But the problem now is if you provide a self-defined background regions, since background regions do not have the fourth column, GREAT will give you an error.

I will try to contact developers of GREAT to see whether it is possible to get rid of this or if they can directly add position information in the gene-region association file.

semenko commented 8 years ago

Ah, cool, thanks! I'll temporarily pass the chr1:N-NN bit in bed_bg as well.

jokergoo commented 8 years ago

Thanks for the patch! It works!

mshicuhk commented 8 years ago

Hi, Guys~ I've come across the same problem again. My input data for background is just a three-column data frame, let's say it as "bg1". When I tried

job <-submitGreatJob(bg1[c(1,3,4,5,6),],bg=bg1,species="hg19",bgChoice="data",rule="basalPlusExt",max_tries=90,version="3.0.0")

The same error returns. However, weirdly, when I used the bed file generated by

bed = circlize::generateRandomBed(nr = 1000, nc = 0),

and then

job <- submitGreatJob(bed[c(1,3,4,5,6),],bg=bed,species="hg19",bgChoice="data",rule="basalPlusExt",max_tries=90,version="3.0.0"),

the job could be submitted successfully.

May I ask whether there is any more requirements, other than sth like

head(bg1)

chr start end 1 chr1 713200 713400 2 chr1 906400 906600 3 chr1 907000 907200 4 chr1 914400 914600

, for the background data?

mshicuhk commented 8 years ago

OK. I finally figured out the problem by myself. It is the "overlapping regions will be merged" step that made my test file and background file different. I do not know whether it could be a bug for this program, but I'm still wondering why this step is required.

jokergoo commented 8 years ago

The merging of the input regions is just to decrease the redundancy of the input regions. To my understanding, keeping regions which are overlapped (e.g. 1000 same regions while not merging them) will make bias for the functional enrichment.

Regarding the background setting, I think the requirement is the input regions should be subsets of the background, which means for every region in gr, there must be a region in background which completely covers it. But I think I can check it in submitGreatJob() before submitting to GREAT website.

mshicuhk commented 8 years ago

Thank you very much for the reply! Now, I'm clear what you've concerned about the overlapping regions, but I am not sure whether GREAT can detect "for every region in gr, there must be a region in background which completely covers it", because GREAT requires every region in gr must be "duplicated-exactly" found in the background.

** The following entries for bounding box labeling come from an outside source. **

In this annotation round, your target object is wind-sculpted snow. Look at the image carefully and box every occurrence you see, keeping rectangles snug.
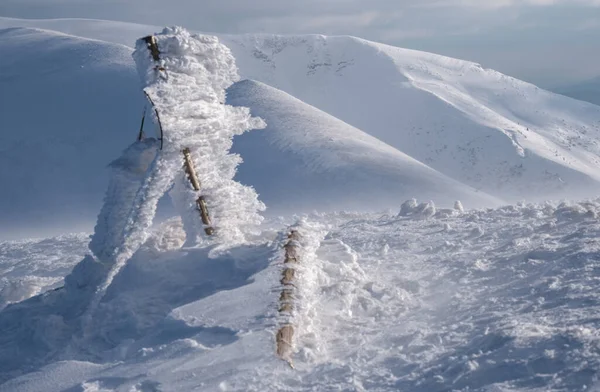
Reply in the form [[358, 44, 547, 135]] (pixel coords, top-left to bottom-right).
[[0, 18, 600, 238], [227, 80, 499, 211], [223, 35, 600, 201], [0, 200, 600, 392]]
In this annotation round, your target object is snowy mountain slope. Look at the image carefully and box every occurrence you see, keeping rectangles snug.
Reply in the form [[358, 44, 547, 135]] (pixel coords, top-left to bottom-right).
[[222, 35, 600, 200], [0, 18, 600, 200], [0, 28, 491, 238], [0, 201, 600, 392], [227, 80, 498, 211], [552, 76, 600, 105], [0, 29, 144, 238]]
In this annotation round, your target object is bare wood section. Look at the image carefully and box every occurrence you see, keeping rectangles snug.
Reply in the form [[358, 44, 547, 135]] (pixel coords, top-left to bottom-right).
[[142, 35, 160, 61], [277, 324, 294, 365], [276, 230, 301, 368], [183, 147, 215, 235]]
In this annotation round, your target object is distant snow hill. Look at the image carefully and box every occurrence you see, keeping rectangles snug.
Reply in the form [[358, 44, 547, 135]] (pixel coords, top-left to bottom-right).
[[0, 18, 600, 236]]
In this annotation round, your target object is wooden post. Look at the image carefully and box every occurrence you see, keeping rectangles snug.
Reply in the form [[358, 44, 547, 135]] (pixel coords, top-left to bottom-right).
[[183, 147, 215, 235], [275, 230, 300, 368]]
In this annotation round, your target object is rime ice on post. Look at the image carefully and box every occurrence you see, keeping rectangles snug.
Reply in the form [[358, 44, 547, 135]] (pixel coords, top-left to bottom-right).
[[133, 27, 264, 245]]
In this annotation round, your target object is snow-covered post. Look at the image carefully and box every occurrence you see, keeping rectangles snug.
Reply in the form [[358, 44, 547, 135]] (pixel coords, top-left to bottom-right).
[[134, 27, 265, 246], [275, 229, 300, 367]]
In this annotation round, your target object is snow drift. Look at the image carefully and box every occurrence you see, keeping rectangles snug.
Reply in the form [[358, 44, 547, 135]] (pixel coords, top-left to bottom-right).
[[227, 80, 498, 211], [0, 201, 600, 392]]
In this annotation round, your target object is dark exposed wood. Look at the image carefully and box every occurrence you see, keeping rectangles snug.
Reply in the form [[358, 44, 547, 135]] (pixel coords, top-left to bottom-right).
[[142, 35, 160, 61], [276, 230, 301, 368], [277, 324, 294, 360], [183, 147, 215, 235]]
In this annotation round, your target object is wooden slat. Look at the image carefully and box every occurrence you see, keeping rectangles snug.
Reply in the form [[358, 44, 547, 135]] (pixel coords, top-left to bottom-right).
[[276, 230, 301, 368], [183, 147, 215, 235]]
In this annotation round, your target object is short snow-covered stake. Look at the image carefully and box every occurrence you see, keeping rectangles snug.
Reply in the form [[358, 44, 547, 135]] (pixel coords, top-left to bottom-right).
[[276, 230, 301, 368], [183, 148, 214, 235]]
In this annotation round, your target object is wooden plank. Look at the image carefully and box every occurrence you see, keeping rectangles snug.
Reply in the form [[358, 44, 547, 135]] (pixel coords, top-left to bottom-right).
[[276, 230, 301, 368], [183, 147, 215, 235], [276, 324, 294, 365]]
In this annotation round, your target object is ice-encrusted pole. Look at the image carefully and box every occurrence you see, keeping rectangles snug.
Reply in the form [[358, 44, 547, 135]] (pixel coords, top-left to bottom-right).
[[84, 27, 265, 332], [133, 27, 264, 245]]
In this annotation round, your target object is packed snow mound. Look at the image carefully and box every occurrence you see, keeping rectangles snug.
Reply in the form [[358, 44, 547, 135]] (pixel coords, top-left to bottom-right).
[[0, 200, 600, 392], [0, 18, 600, 204], [227, 80, 498, 211], [222, 35, 600, 200], [0, 29, 144, 238]]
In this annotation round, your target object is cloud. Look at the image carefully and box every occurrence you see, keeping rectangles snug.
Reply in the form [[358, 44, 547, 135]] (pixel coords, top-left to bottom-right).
[[0, 0, 600, 86]]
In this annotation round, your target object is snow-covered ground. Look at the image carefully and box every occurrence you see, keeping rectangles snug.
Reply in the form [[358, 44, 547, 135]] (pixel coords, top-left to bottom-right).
[[0, 18, 600, 238], [0, 18, 600, 392], [0, 201, 600, 392]]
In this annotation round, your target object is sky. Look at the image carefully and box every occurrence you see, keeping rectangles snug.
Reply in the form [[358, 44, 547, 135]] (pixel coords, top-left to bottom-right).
[[0, 0, 600, 88]]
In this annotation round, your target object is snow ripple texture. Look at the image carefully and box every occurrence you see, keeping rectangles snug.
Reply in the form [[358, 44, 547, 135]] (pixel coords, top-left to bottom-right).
[[133, 27, 265, 243]]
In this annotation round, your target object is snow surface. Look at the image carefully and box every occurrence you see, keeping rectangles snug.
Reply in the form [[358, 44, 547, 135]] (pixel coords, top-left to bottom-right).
[[0, 201, 600, 392], [227, 80, 499, 210], [0, 18, 600, 392]]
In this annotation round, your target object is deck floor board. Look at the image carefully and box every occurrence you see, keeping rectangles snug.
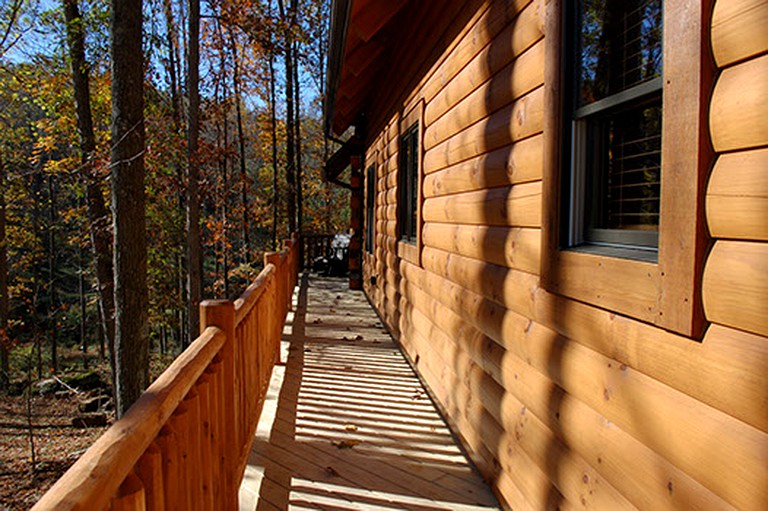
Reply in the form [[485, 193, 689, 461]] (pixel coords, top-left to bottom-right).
[[240, 276, 499, 511]]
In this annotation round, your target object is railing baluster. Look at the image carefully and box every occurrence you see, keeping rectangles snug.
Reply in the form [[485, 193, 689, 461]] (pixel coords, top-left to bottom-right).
[[204, 360, 224, 503], [112, 472, 146, 511], [170, 402, 190, 510], [34, 238, 302, 511], [197, 373, 215, 509], [200, 300, 240, 509], [157, 424, 181, 511], [136, 442, 165, 511]]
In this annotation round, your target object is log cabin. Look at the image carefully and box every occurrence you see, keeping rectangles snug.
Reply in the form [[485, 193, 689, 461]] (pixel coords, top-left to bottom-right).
[[325, 0, 768, 510]]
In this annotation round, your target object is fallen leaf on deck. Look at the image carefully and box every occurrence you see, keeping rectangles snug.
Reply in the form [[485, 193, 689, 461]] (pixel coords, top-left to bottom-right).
[[331, 440, 360, 449]]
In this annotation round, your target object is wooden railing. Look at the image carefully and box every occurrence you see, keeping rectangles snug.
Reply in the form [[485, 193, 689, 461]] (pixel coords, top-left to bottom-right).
[[301, 234, 335, 268], [33, 234, 299, 511]]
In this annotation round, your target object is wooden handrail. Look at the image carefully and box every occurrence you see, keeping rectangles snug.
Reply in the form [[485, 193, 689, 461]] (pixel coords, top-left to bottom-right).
[[32, 237, 299, 511]]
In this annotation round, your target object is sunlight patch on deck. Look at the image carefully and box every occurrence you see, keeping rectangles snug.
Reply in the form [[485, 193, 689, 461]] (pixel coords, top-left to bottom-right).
[[240, 277, 499, 511]]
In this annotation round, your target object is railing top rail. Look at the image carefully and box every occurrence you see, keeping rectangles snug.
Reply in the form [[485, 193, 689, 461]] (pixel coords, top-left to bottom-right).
[[32, 327, 226, 511], [235, 264, 277, 325]]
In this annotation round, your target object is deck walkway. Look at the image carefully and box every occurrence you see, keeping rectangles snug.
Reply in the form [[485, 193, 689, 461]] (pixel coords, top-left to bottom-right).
[[240, 276, 499, 511]]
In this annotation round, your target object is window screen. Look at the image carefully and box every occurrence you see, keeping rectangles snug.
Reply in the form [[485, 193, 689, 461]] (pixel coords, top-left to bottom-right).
[[365, 165, 376, 254], [397, 123, 419, 243], [567, 0, 662, 258]]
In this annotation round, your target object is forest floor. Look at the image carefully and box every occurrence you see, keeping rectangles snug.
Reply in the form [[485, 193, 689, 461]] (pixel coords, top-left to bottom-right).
[[0, 347, 174, 511], [0, 394, 106, 511]]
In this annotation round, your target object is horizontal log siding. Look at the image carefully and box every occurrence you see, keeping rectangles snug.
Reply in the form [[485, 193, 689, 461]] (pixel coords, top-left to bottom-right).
[[365, 0, 768, 510]]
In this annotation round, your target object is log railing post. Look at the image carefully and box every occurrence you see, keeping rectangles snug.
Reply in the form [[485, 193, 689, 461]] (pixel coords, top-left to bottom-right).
[[264, 252, 285, 313], [200, 300, 236, 509]]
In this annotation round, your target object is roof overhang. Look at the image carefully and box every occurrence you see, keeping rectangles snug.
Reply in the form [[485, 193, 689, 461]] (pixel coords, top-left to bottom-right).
[[323, 136, 363, 188], [324, 0, 408, 137]]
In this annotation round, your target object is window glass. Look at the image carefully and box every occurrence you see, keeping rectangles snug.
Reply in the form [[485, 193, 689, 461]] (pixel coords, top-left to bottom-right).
[[398, 124, 419, 243], [567, 0, 662, 260], [577, 0, 662, 106], [365, 165, 376, 254]]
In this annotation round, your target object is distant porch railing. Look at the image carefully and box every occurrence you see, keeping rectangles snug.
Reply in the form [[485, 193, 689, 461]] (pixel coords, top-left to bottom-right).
[[300, 234, 335, 268], [33, 237, 300, 511]]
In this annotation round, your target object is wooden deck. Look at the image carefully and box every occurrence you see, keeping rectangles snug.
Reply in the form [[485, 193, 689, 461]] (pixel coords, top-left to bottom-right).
[[240, 276, 499, 511]]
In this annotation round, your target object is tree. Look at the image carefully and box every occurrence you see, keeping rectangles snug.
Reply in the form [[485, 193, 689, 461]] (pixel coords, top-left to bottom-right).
[[110, 0, 149, 416], [0, 151, 10, 389], [277, 0, 296, 233], [185, 0, 202, 345], [63, 0, 115, 383]]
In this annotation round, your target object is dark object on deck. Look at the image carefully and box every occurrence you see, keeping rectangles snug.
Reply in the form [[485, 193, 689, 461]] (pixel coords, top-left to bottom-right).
[[72, 412, 107, 428], [312, 234, 350, 277]]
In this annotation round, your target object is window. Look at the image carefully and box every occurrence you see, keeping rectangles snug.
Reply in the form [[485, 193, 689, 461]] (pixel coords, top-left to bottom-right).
[[397, 122, 419, 244], [563, 0, 663, 261], [541, 0, 715, 337], [365, 164, 376, 254]]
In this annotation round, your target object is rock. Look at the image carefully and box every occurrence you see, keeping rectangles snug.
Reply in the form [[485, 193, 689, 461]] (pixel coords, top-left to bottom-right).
[[34, 378, 60, 396], [61, 371, 107, 392], [72, 412, 107, 428], [78, 396, 109, 413]]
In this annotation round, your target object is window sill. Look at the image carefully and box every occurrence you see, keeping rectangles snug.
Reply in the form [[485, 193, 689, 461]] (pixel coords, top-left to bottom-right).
[[397, 241, 421, 266]]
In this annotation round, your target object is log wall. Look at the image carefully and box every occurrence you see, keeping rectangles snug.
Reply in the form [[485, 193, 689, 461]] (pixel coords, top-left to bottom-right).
[[364, 0, 768, 510]]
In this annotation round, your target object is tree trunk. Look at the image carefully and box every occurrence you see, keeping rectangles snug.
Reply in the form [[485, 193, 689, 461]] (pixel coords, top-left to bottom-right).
[[0, 153, 10, 390], [111, 0, 149, 417], [229, 31, 251, 264], [64, 0, 116, 380], [163, 0, 187, 352], [277, 0, 296, 236], [48, 174, 59, 373], [293, 41, 304, 234], [184, 0, 202, 348], [77, 240, 88, 369], [269, 48, 280, 250]]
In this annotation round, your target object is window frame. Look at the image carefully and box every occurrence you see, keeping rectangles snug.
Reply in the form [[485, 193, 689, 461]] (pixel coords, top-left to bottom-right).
[[541, 0, 715, 337], [365, 161, 377, 254], [397, 99, 424, 266]]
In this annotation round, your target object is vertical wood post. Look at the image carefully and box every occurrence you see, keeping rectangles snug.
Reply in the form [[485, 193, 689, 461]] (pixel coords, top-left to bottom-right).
[[112, 472, 147, 511], [136, 442, 165, 511], [156, 424, 180, 510], [347, 156, 363, 289], [200, 300, 236, 509], [264, 252, 285, 312]]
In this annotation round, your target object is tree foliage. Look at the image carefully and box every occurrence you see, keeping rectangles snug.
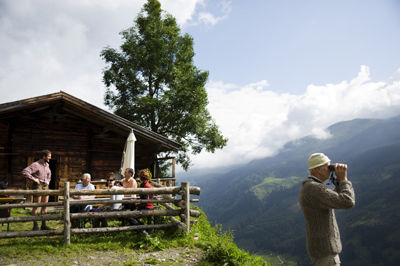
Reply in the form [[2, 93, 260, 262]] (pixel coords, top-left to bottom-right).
[[101, 0, 227, 169]]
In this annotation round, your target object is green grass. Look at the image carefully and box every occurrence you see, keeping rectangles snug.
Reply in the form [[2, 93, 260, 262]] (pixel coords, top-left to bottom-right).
[[0, 208, 269, 265]]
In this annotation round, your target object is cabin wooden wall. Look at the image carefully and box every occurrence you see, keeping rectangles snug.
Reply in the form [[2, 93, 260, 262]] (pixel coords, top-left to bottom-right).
[[0, 109, 155, 189]]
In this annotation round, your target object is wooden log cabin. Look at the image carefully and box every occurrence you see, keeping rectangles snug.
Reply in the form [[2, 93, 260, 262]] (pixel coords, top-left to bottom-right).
[[0, 91, 181, 197]]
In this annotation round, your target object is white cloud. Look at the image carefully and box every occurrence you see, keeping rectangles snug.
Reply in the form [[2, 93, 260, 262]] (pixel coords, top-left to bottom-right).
[[0, 0, 209, 108], [192, 66, 400, 168], [160, 0, 204, 25]]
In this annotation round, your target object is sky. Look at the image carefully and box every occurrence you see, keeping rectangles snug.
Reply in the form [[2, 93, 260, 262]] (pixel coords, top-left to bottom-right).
[[0, 0, 400, 169]]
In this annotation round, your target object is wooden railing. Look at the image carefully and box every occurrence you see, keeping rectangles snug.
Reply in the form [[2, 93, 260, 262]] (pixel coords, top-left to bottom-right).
[[0, 182, 200, 245]]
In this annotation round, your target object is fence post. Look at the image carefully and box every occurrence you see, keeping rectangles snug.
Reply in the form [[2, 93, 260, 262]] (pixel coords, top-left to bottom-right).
[[181, 182, 190, 233], [64, 182, 71, 246]]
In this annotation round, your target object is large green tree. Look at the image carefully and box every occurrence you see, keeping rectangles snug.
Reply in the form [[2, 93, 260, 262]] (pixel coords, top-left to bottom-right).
[[101, 0, 227, 169]]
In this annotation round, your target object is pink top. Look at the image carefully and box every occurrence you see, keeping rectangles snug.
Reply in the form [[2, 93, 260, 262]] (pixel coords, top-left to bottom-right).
[[22, 160, 51, 185], [122, 177, 137, 197]]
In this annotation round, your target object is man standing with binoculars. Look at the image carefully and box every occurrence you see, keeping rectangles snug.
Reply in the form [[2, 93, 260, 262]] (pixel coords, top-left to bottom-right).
[[299, 153, 355, 266]]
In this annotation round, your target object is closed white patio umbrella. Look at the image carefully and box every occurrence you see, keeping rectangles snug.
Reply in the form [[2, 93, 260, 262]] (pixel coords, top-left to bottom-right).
[[120, 129, 136, 176]]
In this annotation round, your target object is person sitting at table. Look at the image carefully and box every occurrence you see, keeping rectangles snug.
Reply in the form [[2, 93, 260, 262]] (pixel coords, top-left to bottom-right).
[[122, 168, 137, 211], [92, 174, 124, 227], [107, 176, 124, 211], [70, 173, 95, 227], [138, 169, 154, 210]]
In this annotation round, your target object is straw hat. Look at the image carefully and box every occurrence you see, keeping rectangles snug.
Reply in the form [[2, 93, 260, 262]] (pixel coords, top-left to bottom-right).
[[308, 153, 331, 170]]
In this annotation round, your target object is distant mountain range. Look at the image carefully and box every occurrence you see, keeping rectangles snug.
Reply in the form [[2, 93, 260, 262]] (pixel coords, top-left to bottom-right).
[[191, 116, 400, 266]]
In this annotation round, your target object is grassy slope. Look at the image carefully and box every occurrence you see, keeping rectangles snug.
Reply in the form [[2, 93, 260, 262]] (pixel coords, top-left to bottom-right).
[[0, 210, 269, 265]]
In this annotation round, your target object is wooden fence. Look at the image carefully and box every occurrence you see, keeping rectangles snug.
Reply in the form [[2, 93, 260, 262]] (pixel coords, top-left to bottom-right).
[[0, 182, 200, 245]]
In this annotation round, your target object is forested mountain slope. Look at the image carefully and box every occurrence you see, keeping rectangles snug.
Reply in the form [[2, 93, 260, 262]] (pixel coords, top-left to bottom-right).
[[196, 116, 400, 265]]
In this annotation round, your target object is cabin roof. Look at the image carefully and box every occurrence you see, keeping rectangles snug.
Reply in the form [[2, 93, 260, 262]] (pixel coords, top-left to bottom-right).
[[0, 91, 181, 151]]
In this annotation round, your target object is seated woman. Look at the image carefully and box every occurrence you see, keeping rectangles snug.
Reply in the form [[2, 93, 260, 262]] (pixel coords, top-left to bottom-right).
[[70, 173, 95, 227], [138, 169, 154, 210], [92, 175, 124, 227]]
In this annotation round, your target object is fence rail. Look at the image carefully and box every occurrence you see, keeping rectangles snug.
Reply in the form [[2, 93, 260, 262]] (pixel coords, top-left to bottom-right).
[[0, 182, 200, 245]]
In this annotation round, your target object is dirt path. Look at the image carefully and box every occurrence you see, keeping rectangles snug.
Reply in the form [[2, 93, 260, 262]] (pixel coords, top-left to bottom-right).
[[0, 247, 204, 266]]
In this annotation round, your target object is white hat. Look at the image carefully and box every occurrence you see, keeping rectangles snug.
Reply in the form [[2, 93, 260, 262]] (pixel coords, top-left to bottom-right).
[[308, 153, 331, 170]]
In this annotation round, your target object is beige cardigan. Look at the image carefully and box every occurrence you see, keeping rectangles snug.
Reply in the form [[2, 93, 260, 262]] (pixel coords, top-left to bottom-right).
[[299, 178, 355, 258]]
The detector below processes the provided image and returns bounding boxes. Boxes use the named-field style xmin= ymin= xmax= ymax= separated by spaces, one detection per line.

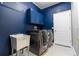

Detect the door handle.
xmin=55 ymin=30 xmax=56 ymax=32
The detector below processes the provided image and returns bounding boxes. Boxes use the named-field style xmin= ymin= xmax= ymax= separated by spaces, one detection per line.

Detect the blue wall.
xmin=42 ymin=2 xmax=71 ymax=29
xmin=0 ymin=2 xmax=40 ymax=56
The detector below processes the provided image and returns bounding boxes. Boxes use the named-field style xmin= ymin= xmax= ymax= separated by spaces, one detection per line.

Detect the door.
xmin=53 ymin=10 xmax=72 ymax=46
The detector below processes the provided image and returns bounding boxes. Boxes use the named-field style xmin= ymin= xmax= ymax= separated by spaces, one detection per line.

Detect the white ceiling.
xmin=33 ymin=2 xmax=59 ymax=9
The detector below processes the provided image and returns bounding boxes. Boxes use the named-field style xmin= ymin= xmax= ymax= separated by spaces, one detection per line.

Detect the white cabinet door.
xmin=53 ymin=10 xmax=72 ymax=46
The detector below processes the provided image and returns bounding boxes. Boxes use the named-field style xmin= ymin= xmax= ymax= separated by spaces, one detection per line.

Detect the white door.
xmin=53 ymin=10 xmax=72 ymax=46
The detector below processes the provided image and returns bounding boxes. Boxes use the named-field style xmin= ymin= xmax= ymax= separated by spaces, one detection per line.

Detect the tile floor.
xmin=11 ymin=44 xmax=76 ymax=56
xmin=29 ymin=44 xmax=76 ymax=56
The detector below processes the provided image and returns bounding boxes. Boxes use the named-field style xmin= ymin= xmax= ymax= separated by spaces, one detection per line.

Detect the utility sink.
xmin=10 ymin=34 xmax=30 ymax=51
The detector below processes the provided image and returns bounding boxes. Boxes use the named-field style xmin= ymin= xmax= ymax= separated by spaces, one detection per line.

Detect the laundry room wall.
xmin=43 ymin=2 xmax=71 ymax=29
xmin=0 ymin=2 xmax=40 ymax=56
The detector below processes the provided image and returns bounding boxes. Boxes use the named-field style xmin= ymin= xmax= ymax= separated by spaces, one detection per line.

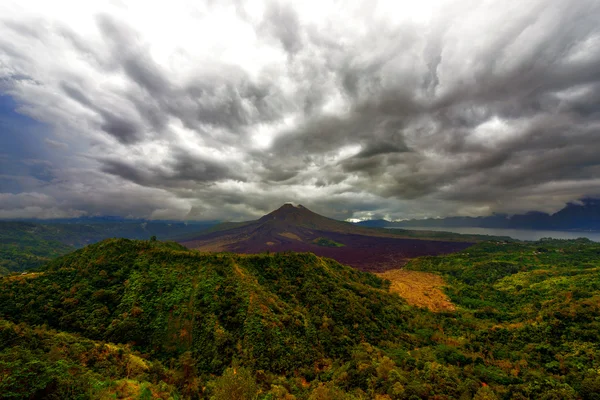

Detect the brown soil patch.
xmin=280 ymin=232 xmax=302 ymax=242
xmin=4 ymin=272 xmax=42 ymax=281
xmin=377 ymin=269 xmax=456 ymax=312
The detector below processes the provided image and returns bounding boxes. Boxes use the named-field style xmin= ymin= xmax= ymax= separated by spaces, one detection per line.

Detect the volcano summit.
xmin=179 ymin=204 xmax=472 ymax=271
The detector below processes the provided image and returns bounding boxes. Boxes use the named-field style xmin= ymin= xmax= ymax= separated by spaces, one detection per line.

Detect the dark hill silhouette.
xmin=179 ymin=204 xmax=471 ymax=270
xmin=357 ymin=198 xmax=600 ymax=231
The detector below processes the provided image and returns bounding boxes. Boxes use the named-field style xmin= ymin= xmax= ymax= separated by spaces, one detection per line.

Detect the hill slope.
xmin=0 ymin=239 xmax=404 ymax=371
xmin=0 ymin=239 xmax=600 ymax=400
xmin=179 ymin=204 xmax=472 ymax=270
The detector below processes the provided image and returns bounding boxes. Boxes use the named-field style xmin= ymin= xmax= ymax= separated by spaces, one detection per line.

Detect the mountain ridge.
xmin=356 ymin=198 xmax=600 ymax=231
xmin=178 ymin=203 xmax=472 ymax=270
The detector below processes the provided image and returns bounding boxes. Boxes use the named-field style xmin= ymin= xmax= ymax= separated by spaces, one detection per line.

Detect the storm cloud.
xmin=0 ymin=0 xmax=600 ymax=220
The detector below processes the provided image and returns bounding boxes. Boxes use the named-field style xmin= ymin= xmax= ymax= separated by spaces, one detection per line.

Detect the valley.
xmin=0 ymin=205 xmax=600 ymax=400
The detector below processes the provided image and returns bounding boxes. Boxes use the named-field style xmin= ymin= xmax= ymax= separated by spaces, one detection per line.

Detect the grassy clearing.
xmin=376 ymin=269 xmax=456 ymax=312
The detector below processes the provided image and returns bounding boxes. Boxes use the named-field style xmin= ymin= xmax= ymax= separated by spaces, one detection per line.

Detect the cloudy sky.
xmin=0 ymin=0 xmax=600 ymax=220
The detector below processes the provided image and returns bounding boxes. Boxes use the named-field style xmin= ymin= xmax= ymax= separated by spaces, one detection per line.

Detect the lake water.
xmin=388 ymin=226 xmax=600 ymax=242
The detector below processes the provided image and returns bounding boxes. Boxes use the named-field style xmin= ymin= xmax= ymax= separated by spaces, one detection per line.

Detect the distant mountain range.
xmin=357 ymin=199 xmax=600 ymax=231
xmin=177 ymin=204 xmax=474 ymax=271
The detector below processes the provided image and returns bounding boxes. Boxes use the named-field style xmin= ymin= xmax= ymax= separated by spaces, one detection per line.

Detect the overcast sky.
xmin=0 ymin=0 xmax=600 ymax=220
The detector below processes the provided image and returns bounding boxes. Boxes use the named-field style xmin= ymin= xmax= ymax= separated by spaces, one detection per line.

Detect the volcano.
xmin=179 ymin=204 xmax=472 ymax=271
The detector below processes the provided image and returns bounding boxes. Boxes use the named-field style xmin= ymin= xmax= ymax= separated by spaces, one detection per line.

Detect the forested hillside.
xmin=0 ymin=239 xmax=600 ymax=399
xmin=0 ymin=218 xmax=214 ymax=276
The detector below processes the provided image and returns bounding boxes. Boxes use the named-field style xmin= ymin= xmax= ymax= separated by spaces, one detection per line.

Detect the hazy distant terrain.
xmin=178 ymin=204 xmax=476 ymax=271
xmin=0 ymin=218 xmax=215 ymax=274
xmin=357 ymin=199 xmax=600 ymax=231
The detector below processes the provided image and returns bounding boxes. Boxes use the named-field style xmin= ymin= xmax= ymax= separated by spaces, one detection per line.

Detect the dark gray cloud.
xmin=0 ymin=0 xmax=600 ymax=219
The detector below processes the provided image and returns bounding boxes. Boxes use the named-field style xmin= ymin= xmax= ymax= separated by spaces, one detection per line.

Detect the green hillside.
xmin=0 ymin=222 xmax=74 ymax=275
xmin=0 ymin=239 xmax=600 ymax=400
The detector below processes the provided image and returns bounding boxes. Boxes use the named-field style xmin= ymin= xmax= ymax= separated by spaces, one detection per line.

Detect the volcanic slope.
xmin=179 ymin=204 xmax=472 ymax=271
xmin=0 ymin=239 xmax=406 ymax=373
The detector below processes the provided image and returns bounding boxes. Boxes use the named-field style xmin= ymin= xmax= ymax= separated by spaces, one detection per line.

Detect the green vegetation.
xmin=313 ymin=237 xmax=344 ymax=247
xmin=0 ymin=239 xmax=600 ymax=400
xmin=0 ymin=221 xmax=210 ymax=276
xmin=0 ymin=222 xmax=74 ymax=275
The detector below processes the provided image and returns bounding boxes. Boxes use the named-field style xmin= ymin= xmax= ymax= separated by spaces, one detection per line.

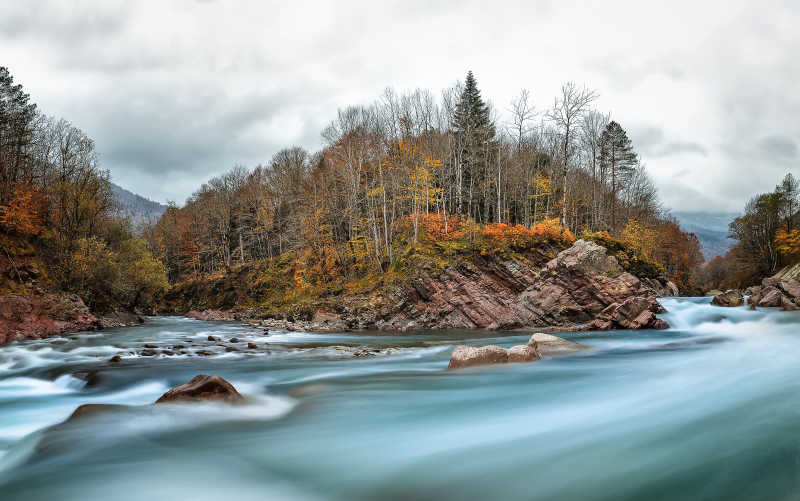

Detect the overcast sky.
xmin=0 ymin=0 xmax=800 ymax=211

For example, I have chr 1 100 200 in gr, but chr1 100 200; chr1 201 300 in background, which becomes chr1 100 300 after merging. Then, my chr1 100 200 cannot be found in background and error returns.

jokergoo commented 8 years ago

Yes you are right! I understood wrong for this point because I never use background for my analysis. Now I think I need to figure out a better way to deal with this kind of scenario. Because users' input can be all kinds (i.e. valid input or invalid input), I want this package to do pre-processing of the inputs before submitting to GREAT website in order to make users' life easier.

I think the worst scenario is, let's say chr1 200 300; chr1 250 400 as gr and chr1 100 250; chr1 300 500; chr1 400 600 as bg, which means gr in not completely covered by bg and there are overlaps inside both gr and bg, I think maybe we should convert gr and bg to:

for gr:

chr1 200 250
chr1 300 400

for bg:

chr1 100 200
chr1 200 250
chr1 300 400
chr1 400 600

What do you think?

mshicuhk commented 8 years ago

Great sorry for late reply! The idea is good. However, for the region chr1 250 300 in your example, it exists in user's gr but not in bg. Thus, a warning information should be given out to the user to remind them of sth like "the foreground set is not a subset of the background set". While, your conversion made the "wrong" input "correct". Moreover, although I haven't test, I think the number of bg regions is related with the hypergeometric test used in GREAT. Therefore, when you perform the step of merging, you are acutally reducing the users' input regions. I haven't thought about how these changes would affect the final results in detail, but in my opinion, the potential impacts should be addressed to the users.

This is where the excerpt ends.